Losing the War on Terror.

For the moment at least, all is not going well for the west in the War on Terror. In both the Iraqi and Afghanistan theatres, the local tides appear to be turning in favour of the Islamic terrorists. At best, Iraq seems to be fracturing into a loosely federal solution, almost certainly to be followed sooner or later by a three-way war civil war between Sunni, Shia and Kurd provinces. In Afghanistan, the Taliban, secure in their newly "conquered" power bases in western Pakistan, seem likely to come out of the forthcoming Afghan national jirga with some sort of formal role in the governance of Afghanistan.

Outside the main combat theatres, the news is just as bad for President Bush. The weakening of the President's authority by the recent Democrat election success has left the president increasingly isolated, both at home and abroad. In the US, the Democrats, with support from the predominantly anti-Republican media, want to withdraw from Iraq but are not quite sure how to achieve this. The Iraq Study Group is reported to be considering a phased withdrawal from Iraq. Moreover, even the Pentagon is not sure how to proceed. Quite shortly, Bush will have make a decision on what comes next. The President's decision will not be made any easier by the UK government, which has signalled its abandonment of the "Bush Doctrine" in favour of returning to the old ways of appeasement through accommodating terrorist states, for example Iran and Syria.

Iran and Syria, buoyed by the recent relative successes of their client Hezbollah in Lebanon, appear to have partly pre-empted Prime Minister Blair's suggestion that they should be persuaded to become partners in helping solve Iraq's insurgency problem. The Independent reports that President Mahmoud Ahmedinejad of Iran has invited Jalal Talabani, the Iraqi President, and Syrian leader Bashar Assad to a meeting in Teheran to discuss ending the violence in Iraq.

The two neighbours have the most influence on events in Iraq, Iran through its close ties with leading Shia militias that control swaths of the country, especially in the south; and Syria because of its role as conduit and safe haven, for terrorists and the Sunni insurgents.

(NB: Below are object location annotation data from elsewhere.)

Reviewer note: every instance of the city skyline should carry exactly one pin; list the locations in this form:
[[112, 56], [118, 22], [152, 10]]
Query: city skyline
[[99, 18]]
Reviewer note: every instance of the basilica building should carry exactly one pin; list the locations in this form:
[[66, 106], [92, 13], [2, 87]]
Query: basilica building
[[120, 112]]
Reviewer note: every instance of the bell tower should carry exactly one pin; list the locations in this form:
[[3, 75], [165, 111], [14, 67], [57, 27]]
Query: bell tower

The summit has clearly been deliberately timed to coincide with the reshaped political debate here after the Democratic mid-term election triumph, and the announcement of policy reviews by the Pentagon and the White House
From a European perspective there is the added danger of defeat in Afghanistan and Iraq leading to Islamic extremists making more and more demands on western society which the politicians will feel unable to resist for fear of a French-style intifada. The simple fact is that surrendering to extremist only encourages them to make further demands. The War on Terror is a war in defence of west and that is why the west cannot afford to lose.